This year, the Fellowship Office agreed to stagger their application deadlines and funding determinations so that IRB applications would not be submitted in one large cluster as in previous years. The students were also prompted to submit their IRB applications to a new email address the IRB created specifically for this process.

The regulatory analysts assigned expedited and exempt applications to be reviewed by IRB members in ad-hoc meetings. These meetings (dubbed “approval parties” by the IRB chair) involved a subset of IRB members who are responsible for reviewing only the protocol(s) they have been assigned—not a full agenda of protocols. Since these applications are expedited or exempt, quorum is not needed. Members came prepared to discuss their assigned protocol(s) with one another. They filled out the protocol regulatory review checklists and, during or after the meeting, emailed the student Investigator, faculty advisor and IRB regulatory analyst any requested revisions. When the revisions were submitted back to the IRB for review and the protocol was ready, the analyst then processed the approval or exemption and emailed the student investigator.
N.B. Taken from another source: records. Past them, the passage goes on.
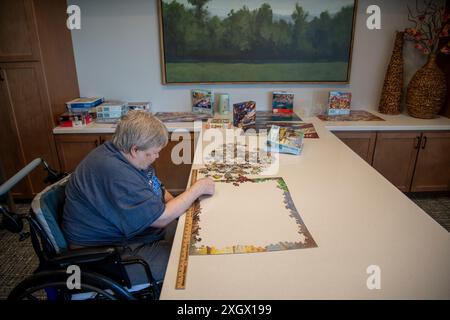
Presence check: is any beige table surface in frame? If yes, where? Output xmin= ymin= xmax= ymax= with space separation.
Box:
xmin=161 ymin=116 xmax=450 ymax=299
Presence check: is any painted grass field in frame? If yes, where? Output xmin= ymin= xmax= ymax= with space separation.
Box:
xmin=166 ymin=62 xmax=347 ymax=83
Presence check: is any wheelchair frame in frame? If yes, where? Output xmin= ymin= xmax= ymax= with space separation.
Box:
xmin=0 ymin=159 xmax=160 ymax=300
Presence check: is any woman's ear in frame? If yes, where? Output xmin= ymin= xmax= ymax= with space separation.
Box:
xmin=130 ymin=146 xmax=138 ymax=158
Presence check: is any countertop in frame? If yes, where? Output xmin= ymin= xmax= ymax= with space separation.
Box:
xmin=161 ymin=117 xmax=450 ymax=299
xmin=53 ymin=111 xmax=450 ymax=134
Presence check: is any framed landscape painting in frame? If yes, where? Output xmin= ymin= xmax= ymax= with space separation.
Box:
xmin=158 ymin=0 xmax=357 ymax=84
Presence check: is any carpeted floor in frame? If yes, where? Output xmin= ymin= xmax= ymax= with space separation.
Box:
xmin=0 ymin=194 xmax=450 ymax=299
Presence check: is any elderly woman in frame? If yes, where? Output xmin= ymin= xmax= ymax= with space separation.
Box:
xmin=63 ymin=111 xmax=214 ymax=283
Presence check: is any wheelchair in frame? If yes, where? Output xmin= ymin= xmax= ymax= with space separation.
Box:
xmin=0 ymin=158 xmax=162 ymax=300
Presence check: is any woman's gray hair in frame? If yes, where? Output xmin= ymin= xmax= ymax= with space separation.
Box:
xmin=112 ymin=110 xmax=169 ymax=153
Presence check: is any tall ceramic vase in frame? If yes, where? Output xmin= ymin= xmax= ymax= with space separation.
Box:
xmin=406 ymin=54 xmax=447 ymax=119
xmin=378 ymin=31 xmax=404 ymax=114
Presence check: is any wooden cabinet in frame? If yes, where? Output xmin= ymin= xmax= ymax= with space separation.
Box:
xmin=55 ymin=132 xmax=195 ymax=195
xmin=153 ymin=133 xmax=195 ymax=195
xmin=333 ymin=131 xmax=377 ymax=164
xmin=333 ymin=131 xmax=450 ymax=192
xmin=0 ymin=0 xmax=39 ymax=62
xmin=55 ymin=134 xmax=100 ymax=172
xmin=0 ymin=62 xmax=58 ymax=196
xmin=373 ymin=132 xmax=450 ymax=192
xmin=373 ymin=132 xmax=421 ymax=192
xmin=411 ymin=132 xmax=450 ymax=192
xmin=0 ymin=0 xmax=79 ymax=197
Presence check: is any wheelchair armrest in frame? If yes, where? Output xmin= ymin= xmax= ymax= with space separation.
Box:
xmin=49 ymin=247 xmax=117 ymax=267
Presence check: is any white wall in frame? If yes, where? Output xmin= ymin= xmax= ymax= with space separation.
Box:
xmin=68 ymin=0 xmax=424 ymax=114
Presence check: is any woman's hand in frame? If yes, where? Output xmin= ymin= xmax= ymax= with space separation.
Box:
xmin=192 ymin=178 xmax=215 ymax=196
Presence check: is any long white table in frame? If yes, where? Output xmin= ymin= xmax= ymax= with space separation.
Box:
xmin=161 ymin=115 xmax=450 ymax=299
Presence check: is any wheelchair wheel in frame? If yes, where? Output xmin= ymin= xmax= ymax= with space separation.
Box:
xmin=8 ymin=270 xmax=134 ymax=300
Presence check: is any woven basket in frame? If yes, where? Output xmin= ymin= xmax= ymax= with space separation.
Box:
xmin=406 ymin=54 xmax=447 ymax=119
xmin=378 ymin=31 xmax=404 ymax=114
The ad-hoc meetings are scheduled “as needed,” but generally after each new wave of student fellowship applications are submitted to the IRB office. This new process has lessened the burden of the traditional springtime “crunch” on the IRB office and has made it easier and faster for students to obtain their approvals and secure their fellowship funding to conduct their summer research. (Our final poster will include data on approval times compared to previous years.)